Vinicius

Vinicius | Foto: @RealMadrid

José Ángel Rodríguez S. | AVS Photo Report

 

Barcelona, España.- Vinicius, una vez más en el ojo del huracán desde el fin de semana, cuando recibió una histórica pitada del Bernabéu, se reconcilió el martes con parte de su juego, pero no con la grada.

El brasileño dio dos asistencias y marcó un gol que no celebró con el público en la goleada del Real Madrid 6-1 sobre el Mónaco, en la penúltima jornada de la ronda eliminatoria de la UEFA Champions League.

«Los últimos días han sido muy complicados para mí, para todos los compañeros, pero sobre todo para mí por los pitidos, por todo lo que se habla sobre mí», dijo Vinicius a la UEFA. «Siempre estoy en el foco y no quiero estarlo por cosas fuera del campo, sino por todo lo que he hecho por este club, pero la exigencia es grande y tengo que hacerlo cada día. Intento darlo todo por esta camiseta y el club que me ha dado tanto».

El atacante fue el futbolista más señalado por la afición luego del despido de Xabi Alonso y la eliminación de la semana pasada por la Copa del Rey, contra el Albacete.

“En los últimos partidos no me sentía cómodo porque cada vez que las cosas iban mal o hacía algo mal, la afición me abucheaba», comentó Vinicius a TNT Brasi. «Pero ellos tienen su derecho, pagan una entrada cara para eso. No lo entiendo, pero estoy aquí para seguir luchando por este club que me ha dado tanto».

LA RENOVACIÓN DE VINICIUS

El joven extremo atraviesa la crisis con una parte del graderío en su penúltimo año de contrato. Lo que resta de temporada, será clave para conocer si ampliará su vínculo con el club o, por el contrario, separarán caminos.

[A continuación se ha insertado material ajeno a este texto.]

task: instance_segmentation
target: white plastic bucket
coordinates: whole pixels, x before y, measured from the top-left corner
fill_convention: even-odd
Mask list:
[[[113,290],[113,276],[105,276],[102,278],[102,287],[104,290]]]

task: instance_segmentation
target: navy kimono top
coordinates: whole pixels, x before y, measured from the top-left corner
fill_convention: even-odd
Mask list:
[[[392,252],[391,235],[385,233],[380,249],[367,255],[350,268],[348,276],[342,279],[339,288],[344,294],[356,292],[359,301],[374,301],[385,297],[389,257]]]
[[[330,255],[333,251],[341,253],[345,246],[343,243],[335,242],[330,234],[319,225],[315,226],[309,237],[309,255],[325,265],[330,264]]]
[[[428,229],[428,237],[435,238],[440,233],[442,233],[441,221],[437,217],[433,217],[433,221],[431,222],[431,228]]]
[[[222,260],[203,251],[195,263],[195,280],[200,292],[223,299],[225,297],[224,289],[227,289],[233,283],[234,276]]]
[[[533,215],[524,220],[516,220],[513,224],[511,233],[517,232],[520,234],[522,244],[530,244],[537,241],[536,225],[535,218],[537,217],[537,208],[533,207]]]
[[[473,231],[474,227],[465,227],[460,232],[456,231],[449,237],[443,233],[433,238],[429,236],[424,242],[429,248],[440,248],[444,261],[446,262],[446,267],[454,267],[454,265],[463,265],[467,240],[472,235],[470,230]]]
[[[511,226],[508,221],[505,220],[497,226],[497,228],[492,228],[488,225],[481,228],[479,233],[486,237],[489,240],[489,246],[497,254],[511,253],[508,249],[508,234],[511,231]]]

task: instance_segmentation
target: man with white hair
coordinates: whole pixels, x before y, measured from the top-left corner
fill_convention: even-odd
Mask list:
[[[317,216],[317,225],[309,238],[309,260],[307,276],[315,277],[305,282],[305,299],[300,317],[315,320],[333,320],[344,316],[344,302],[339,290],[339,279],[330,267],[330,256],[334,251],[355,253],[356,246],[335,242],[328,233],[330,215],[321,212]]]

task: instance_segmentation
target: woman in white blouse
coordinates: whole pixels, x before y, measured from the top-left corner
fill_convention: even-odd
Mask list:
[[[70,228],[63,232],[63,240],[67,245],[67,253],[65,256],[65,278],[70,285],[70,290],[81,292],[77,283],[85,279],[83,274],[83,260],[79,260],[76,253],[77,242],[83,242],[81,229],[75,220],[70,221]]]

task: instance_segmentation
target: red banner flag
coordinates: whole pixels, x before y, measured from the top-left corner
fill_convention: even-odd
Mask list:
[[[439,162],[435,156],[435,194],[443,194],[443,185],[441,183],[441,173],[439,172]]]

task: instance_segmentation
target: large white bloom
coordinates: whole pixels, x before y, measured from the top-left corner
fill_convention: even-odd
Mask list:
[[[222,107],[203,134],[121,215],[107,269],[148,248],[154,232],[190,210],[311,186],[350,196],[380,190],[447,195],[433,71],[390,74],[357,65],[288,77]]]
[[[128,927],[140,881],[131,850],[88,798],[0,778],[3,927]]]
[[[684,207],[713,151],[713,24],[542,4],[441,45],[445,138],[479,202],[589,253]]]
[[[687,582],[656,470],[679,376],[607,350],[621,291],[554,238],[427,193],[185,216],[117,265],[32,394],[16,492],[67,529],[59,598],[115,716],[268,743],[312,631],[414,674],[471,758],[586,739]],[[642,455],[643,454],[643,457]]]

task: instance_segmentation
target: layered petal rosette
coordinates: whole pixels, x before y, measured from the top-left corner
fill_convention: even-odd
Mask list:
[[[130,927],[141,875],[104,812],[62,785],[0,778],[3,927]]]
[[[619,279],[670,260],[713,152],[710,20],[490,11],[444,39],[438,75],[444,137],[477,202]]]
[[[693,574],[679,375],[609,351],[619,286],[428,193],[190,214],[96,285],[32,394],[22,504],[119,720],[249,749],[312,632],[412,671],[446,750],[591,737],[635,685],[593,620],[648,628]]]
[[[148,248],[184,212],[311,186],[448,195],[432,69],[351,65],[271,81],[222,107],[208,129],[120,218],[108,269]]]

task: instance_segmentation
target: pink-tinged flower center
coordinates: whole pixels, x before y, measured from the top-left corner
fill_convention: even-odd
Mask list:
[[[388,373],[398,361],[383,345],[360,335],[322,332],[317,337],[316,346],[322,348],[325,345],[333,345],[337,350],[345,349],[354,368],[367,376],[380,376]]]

«Todavía me queda un año de contrato. Estoy tranquilo con eso. Confío en el presidente y él confía en mí», afirmó Vinicius. «Tenemos una relación muy buena y, cuando llegue el momento, arreglaremos las cosas. No tenemos prisa».

Álvaro Arbeloa, por su parte, nuevo entrenador del Madrid, también recalcó su apoyo irrestricto al jugador, quien le buscó en el banquillo para darle un abrazo durante la celebración de su gol.

«Ese abrazo era al madridismo», apuntó Arbeloa. «Él sabe que tiene toda mi confianza y casi la obligación de sacar toda su magia. Si está feliz, es el más desequilibrante».